Puis, concernant la position du produit cinéma par rapport aux autres programmes audiovisuels, comme les séries par exemple. Les séries reposent sur un autre protocole éditorial, c’est-à-dire une nouvelle façon de publier des histoires. Mais cela est une toute autre question.

Enfin, sur la prédictibilité du succès d’un film, on est aujourd’hui dans les mêmes taux de succès et d’échecs qu’on n’était dans les années 60. Par exemple, Hazanavicius a fait OSS 117, puis The Artist qui doit faire 2 millions de spectateurs en France. Il fait ensuite un film sur la guerre en Tchétchénie qui fait à peine 100 000 spectateurs, lequel est  un accident industriel majeur.

Les anglo-saxons, lorsqu’ils parlent des industries de médias, qu’il s’agisse des films, de la musique ou de la littérature, c’est ce qu’ils appelle des « nobody-knows » industries, c’est à dire des produits qui s’adressent à des marchés dont on ne sait pas ce qu’ils vont être.

Pourquoi dites-vous que par rapport au niveau protocole éditorial, il s’agit d’une autre question ?

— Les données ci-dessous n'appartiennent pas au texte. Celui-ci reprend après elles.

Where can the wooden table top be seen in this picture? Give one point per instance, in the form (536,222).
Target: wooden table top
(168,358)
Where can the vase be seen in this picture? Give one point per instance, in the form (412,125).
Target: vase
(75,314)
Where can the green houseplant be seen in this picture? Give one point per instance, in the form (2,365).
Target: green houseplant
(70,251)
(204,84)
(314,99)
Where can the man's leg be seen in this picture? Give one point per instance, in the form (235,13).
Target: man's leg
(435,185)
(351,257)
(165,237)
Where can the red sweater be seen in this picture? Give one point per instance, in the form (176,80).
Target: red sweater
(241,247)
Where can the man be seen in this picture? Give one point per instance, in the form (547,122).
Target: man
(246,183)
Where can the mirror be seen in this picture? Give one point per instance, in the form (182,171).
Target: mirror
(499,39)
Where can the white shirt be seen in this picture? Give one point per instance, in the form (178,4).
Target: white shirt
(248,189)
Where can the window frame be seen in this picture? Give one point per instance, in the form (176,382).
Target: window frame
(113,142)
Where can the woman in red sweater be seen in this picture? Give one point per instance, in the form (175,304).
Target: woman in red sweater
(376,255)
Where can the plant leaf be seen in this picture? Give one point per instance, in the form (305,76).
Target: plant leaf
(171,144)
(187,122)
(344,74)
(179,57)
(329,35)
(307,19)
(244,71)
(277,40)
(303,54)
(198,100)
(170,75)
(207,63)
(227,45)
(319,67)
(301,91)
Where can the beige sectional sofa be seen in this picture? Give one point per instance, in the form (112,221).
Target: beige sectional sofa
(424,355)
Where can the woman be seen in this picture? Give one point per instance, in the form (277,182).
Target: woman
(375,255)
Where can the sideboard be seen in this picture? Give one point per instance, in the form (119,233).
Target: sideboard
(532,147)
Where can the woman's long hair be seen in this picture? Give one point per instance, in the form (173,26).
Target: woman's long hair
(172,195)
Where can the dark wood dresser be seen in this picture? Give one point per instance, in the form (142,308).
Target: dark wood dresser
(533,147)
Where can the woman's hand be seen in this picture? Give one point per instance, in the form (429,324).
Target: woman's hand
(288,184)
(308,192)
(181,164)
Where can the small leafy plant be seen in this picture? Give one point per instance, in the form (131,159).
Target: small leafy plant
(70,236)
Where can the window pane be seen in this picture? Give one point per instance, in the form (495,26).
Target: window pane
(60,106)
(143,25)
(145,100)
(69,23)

Parce que les gens qui voient des séries voient quand même des films, il n’y a pas d’indicateur qui montre que la fréquentation en salle diminue. En revanche, le succès des films à la télévision n’est pas le même qu’il l’était dans le passé, et les séries sont entrain de structurer de nouveaux publics.

En effet, de plus en plus de gens sont attirés par d’autres formats comme les séries. Leur avantage, pour les télévisions, c’est qu’elles permettent des rendez-vous beaucoup plus systématiques. Néanmoins, de temps en temps, certains films peuvent être suffisamment événementiels pour capturer du public dans une certaine tranche horaire.